I once knew someone who loved to use the expression “ride or die” to describe certain relationships in their life.
The phrase often came up to describe relationships where the two had gone through incredibly hard times together, and because of the bond formed during those struggles, there was now a commitment to stick by each other. No. Matter. What.
But as I witnessed this person’s life and the relationships they defined this way, I keep seeing the shadow side of this intense loyalty.
Troubling behavior got swept under the rug because… ride or die.
Crossed boundaries were quickly forgiven or completely ignored because… ride or die.
Disrespect or outright abuse was laughed off or explained away because… ride or die.
Loyalty is often a noble feature of the human spirit, but like every human emotion, it can take on a toxic, shadow side when not practiced consciously.
Toxic loyalty is when we continually self-abandon or endure abusive behavior in the name of maintaining a relationship we feel an obligation to maintain at all costs.
Sometimes there is a trauma bond at the heart of these shadow loyalties. Sometimes these toxic ties are with blood relatives and we feel guilt at the prospect of setting boundaries with them, or shame at the thought of removing them from our lives altogether.
I honestly believe we need to question this “ride or die” attitude in human relationships.
Loyalty is not something that should irrevocably bind us to another forever, regardless of their treatment of us, regardless of how we might be required to abandon or sacrifice ourselves for the sake of the relationship.

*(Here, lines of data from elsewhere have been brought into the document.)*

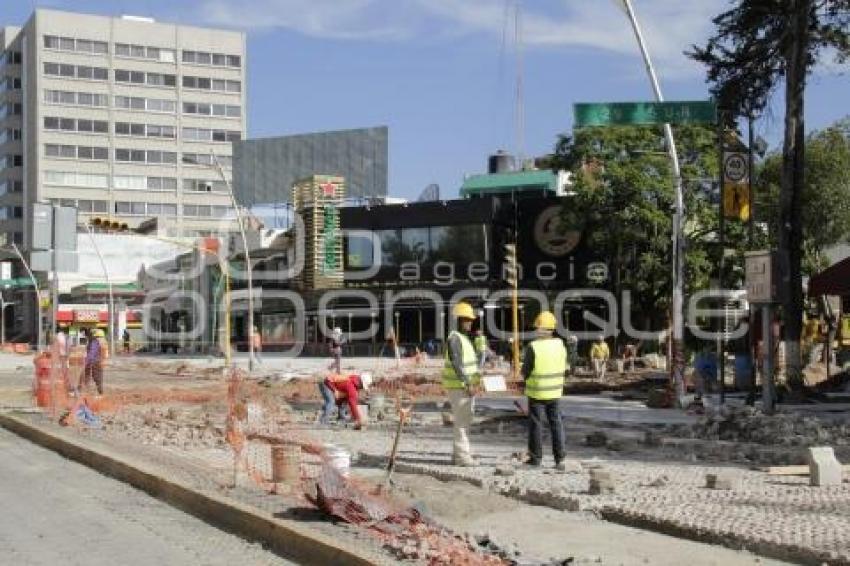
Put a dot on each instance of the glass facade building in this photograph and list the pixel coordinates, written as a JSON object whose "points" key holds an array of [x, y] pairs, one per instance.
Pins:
{"points": [[264, 170]]}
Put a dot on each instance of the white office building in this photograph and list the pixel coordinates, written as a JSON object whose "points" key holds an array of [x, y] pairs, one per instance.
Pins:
{"points": [[122, 117]]}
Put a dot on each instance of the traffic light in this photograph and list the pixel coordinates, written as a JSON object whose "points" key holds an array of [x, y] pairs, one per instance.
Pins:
{"points": [[511, 268]]}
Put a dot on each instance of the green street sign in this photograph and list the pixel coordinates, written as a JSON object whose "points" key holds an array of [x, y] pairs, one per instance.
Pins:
{"points": [[642, 113]]}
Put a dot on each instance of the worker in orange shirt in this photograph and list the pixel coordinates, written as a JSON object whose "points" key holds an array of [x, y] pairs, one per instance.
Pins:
{"points": [[337, 389]]}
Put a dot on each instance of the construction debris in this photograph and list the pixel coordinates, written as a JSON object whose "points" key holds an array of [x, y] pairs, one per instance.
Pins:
{"points": [[825, 469], [601, 482], [722, 480]]}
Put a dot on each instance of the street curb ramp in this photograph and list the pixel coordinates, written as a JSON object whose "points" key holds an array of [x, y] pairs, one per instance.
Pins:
{"points": [[283, 537]]}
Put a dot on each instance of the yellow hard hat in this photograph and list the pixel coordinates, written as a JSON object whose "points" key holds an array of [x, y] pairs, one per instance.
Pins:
{"points": [[463, 310], [545, 321]]}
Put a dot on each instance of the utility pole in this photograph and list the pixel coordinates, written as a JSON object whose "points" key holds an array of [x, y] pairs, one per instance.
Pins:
{"points": [[40, 326], [513, 280], [248, 267], [677, 348]]}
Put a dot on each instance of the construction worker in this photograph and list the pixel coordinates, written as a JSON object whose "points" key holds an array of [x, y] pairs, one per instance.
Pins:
{"points": [[461, 376], [481, 347], [544, 365], [337, 389], [93, 368], [599, 354]]}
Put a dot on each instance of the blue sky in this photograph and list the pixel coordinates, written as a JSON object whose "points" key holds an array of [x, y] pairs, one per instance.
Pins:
{"points": [[442, 73]]}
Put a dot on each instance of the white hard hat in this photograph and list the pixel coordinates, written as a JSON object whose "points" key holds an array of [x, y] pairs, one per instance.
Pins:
{"points": [[366, 380]]}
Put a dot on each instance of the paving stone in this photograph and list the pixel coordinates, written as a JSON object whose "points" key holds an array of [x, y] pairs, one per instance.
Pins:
{"points": [[505, 470], [824, 467], [724, 481], [596, 439]]}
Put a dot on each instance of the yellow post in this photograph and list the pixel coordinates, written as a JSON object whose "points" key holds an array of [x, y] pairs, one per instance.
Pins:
{"points": [[515, 314]]}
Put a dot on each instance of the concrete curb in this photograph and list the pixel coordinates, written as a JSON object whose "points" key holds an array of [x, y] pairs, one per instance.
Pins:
{"points": [[283, 537], [767, 549]]}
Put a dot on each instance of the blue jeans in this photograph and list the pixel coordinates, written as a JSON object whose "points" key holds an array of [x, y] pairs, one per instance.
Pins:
{"points": [[551, 411], [329, 404]]}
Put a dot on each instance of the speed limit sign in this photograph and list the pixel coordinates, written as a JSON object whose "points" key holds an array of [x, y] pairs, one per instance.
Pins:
{"points": [[735, 167]]}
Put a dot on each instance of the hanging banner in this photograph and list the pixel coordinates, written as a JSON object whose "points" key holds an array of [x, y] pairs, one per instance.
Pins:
{"points": [[736, 190]]}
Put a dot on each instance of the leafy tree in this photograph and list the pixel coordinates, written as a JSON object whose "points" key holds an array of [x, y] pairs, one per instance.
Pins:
{"points": [[624, 189], [757, 44], [825, 202]]}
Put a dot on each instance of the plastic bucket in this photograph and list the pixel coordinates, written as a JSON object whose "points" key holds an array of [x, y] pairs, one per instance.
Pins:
{"points": [[339, 459], [286, 463]]}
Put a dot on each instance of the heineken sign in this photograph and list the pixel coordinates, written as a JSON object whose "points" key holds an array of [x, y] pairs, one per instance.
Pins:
{"points": [[331, 262], [644, 113]]}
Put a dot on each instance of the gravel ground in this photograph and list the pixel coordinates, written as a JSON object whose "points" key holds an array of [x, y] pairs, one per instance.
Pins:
{"points": [[60, 512], [773, 515]]}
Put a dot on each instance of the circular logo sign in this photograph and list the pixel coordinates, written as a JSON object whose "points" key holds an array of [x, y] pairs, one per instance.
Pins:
{"points": [[735, 167], [553, 235]]}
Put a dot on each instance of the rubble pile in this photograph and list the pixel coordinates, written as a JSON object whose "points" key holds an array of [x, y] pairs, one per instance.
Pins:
{"points": [[747, 424], [167, 427]]}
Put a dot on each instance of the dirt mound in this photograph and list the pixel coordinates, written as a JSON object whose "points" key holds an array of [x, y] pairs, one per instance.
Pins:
{"points": [[748, 424]]}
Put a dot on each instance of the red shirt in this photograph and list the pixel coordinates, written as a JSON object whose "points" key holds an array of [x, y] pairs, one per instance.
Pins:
{"points": [[346, 386]]}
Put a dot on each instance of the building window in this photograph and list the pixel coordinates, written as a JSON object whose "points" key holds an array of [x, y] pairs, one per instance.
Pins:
{"points": [[151, 79], [219, 85], [10, 58], [145, 104], [207, 109], [144, 52], [9, 135], [213, 59], [76, 98], [205, 159], [142, 208], [76, 71], [11, 186], [79, 45], [76, 125], [146, 156], [204, 186], [11, 109], [74, 179], [203, 134], [144, 130]]}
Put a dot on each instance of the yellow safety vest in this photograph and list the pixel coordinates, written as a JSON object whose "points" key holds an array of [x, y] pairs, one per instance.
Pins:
{"points": [[469, 360], [546, 381]]}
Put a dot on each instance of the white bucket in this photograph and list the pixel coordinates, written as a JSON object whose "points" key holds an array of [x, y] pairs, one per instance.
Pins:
{"points": [[339, 459]]}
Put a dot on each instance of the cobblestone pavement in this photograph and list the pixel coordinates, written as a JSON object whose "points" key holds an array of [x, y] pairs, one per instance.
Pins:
{"points": [[778, 516], [60, 512], [211, 471]]}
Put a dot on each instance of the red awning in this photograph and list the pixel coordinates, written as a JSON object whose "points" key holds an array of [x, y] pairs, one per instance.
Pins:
{"points": [[834, 280]]}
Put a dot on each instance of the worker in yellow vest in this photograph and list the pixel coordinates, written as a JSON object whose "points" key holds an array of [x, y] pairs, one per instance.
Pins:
{"points": [[544, 366], [481, 348], [461, 376]]}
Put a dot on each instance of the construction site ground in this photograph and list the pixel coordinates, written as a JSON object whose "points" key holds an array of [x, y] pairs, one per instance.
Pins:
{"points": [[171, 413]]}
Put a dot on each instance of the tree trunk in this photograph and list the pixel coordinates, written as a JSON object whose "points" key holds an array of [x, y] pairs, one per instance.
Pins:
{"points": [[793, 155]]}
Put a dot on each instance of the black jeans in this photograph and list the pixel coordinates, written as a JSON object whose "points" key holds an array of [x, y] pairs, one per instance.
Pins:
{"points": [[552, 411]]}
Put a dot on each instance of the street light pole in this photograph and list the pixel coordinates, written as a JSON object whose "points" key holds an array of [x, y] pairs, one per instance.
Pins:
{"points": [[678, 361], [111, 297], [40, 329], [248, 266]]}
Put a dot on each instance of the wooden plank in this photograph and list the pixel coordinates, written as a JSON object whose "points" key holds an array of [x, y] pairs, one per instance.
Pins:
{"points": [[794, 470]]}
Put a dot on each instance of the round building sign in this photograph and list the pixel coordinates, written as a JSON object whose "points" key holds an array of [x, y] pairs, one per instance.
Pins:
{"points": [[552, 232]]}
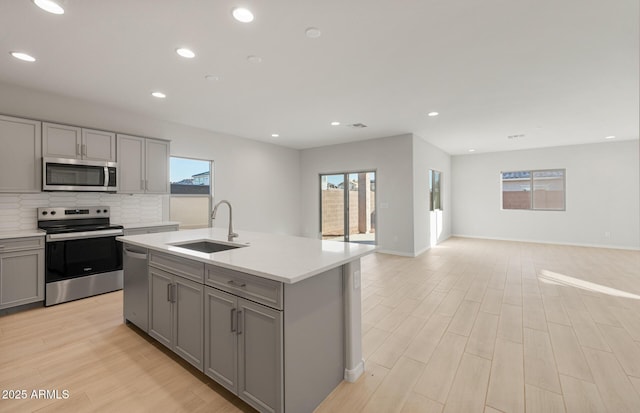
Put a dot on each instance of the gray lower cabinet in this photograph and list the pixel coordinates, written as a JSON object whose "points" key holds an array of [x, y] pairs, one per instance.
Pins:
{"points": [[243, 348], [176, 314], [21, 271]]}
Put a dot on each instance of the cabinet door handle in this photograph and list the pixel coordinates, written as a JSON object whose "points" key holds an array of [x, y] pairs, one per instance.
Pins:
{"points": [[233, 320], [240, 325]]}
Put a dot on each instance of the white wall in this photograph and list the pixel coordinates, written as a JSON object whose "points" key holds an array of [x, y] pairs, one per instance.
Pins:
{"points": [[430, 227], [391, 158], [602, 196], [259, 179]]}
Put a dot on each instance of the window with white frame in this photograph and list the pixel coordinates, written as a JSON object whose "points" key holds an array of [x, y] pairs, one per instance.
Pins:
{"points": [[191, 192], [534, 190]]}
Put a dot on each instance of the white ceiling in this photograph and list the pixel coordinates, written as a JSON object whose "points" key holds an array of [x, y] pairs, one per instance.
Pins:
{"points": [[560, 72]]}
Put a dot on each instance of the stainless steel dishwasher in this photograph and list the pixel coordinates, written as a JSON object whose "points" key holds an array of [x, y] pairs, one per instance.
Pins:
{"points": [[136, 286]]}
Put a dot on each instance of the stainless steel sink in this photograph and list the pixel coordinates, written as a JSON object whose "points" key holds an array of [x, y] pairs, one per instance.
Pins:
{"points": [[207, 246]]}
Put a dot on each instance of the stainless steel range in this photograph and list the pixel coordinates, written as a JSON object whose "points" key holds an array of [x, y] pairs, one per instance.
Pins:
{"points": [[82, 255]]}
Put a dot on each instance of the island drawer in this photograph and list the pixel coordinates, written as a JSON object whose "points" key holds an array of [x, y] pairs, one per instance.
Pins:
{"points": [[190, 269], [257, 289]]}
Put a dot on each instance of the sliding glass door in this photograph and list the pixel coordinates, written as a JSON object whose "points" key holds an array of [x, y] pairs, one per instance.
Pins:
{"points": [[347, 207]]}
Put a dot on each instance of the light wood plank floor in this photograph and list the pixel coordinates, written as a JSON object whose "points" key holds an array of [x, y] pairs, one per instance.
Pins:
{"points": [[469, 326]]}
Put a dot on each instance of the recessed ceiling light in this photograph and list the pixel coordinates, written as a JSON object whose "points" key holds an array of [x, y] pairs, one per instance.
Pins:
{"points": [[50, 6], [313, 32], [242, 15], [186, 53], [23, 56]]}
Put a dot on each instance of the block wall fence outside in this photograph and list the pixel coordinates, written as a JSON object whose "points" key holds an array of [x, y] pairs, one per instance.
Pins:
{"points": [[18, 211], [333, 211]]}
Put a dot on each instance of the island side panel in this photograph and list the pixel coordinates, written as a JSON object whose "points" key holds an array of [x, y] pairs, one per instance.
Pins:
{"points": [[314, 339], [354, 363]]}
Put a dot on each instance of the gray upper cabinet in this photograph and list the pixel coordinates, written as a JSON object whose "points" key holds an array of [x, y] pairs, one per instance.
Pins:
{"points": [[157, 166], [143, 165], [21, 154], [64, 141], [21, 271]]}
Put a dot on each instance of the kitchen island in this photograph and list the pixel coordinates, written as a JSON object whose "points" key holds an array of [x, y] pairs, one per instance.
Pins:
{"points": [[275, 319]]}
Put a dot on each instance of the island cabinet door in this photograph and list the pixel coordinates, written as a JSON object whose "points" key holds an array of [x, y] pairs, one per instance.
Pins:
{"points": [[260, 356], [161, 306], [187, 320], [221, 338]]}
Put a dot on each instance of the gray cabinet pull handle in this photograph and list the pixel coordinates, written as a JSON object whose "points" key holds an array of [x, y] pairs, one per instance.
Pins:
{"points": [[233, 320], [132, 254]]}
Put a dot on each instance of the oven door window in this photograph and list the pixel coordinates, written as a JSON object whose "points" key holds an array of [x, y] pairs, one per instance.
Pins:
{"points": [[75, 258], [74, 175]]}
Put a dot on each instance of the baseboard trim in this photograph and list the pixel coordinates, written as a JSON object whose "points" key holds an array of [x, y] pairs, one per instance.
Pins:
{"points": [[570, 244], [391, 252], [351, 375]]}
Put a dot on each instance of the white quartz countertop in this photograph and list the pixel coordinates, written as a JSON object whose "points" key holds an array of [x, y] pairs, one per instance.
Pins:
{"points": [[147, 224], [22, 234], [281, 258]]}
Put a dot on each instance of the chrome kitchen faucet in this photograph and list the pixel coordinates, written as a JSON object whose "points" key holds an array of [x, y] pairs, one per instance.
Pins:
{"points": [[232, 234]]}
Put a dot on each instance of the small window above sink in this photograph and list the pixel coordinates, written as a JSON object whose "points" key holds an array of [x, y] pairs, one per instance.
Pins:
{"points": [[206, 246]]}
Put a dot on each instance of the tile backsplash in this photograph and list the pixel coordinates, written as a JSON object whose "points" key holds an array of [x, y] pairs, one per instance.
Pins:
{"points": [[18, 211]]}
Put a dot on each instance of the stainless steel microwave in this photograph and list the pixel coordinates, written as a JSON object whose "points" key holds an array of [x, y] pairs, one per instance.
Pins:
{"points": [[60, 174]]}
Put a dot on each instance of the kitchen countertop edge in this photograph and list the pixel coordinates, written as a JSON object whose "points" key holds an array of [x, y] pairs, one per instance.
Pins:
{"points": [[27, 233], [259, 257]]}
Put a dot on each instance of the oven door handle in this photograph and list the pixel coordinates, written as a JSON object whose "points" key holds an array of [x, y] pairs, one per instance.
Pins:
{"points": [[137, 255], [84, 234]]}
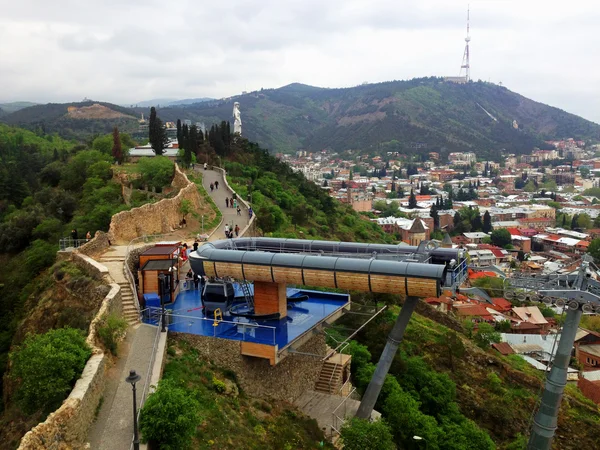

Loyalty is better thought of as a joint pledge to maintain the health of a relationship for all involved.
If a relationship takes a turn into unhealthy patterns, if hurtful words and behavior are beginning to emerge, true loyalty would ideally spur both people towards working diligently on themselves and the relationship for the well-being of all.
But if the other person refuses to grow, refuses to work towards health, and instead demands that you adjust yourself exclusively to their wants and desires… it doesn’t matter how much backstory you have with this person, how many years you’ve put in, or even the blood you may share… they don’t deserve your unquestioned loyalty, they don’t deserve you destroying yourself for their benefit.
This person is not your ride or die.
And if the toxicity of that relationship escalates to the level of abuse, then staying on that ride with them may actually be a ride to your death… if not a physical death, then a spiritual death as you sacrifice everything precious within you on the funeral pyre of your loyalty.
Don’t ride or die.
Choose to be in healthy relationships.
Believe in your worthiness to be in healthy relationships.
And if the health of a given relationship is completely compromised, and staying means a continual abandonment of your self, your worth, and your well-being, then you always have the right to walk away.
You ALWAYS have the right to walk away.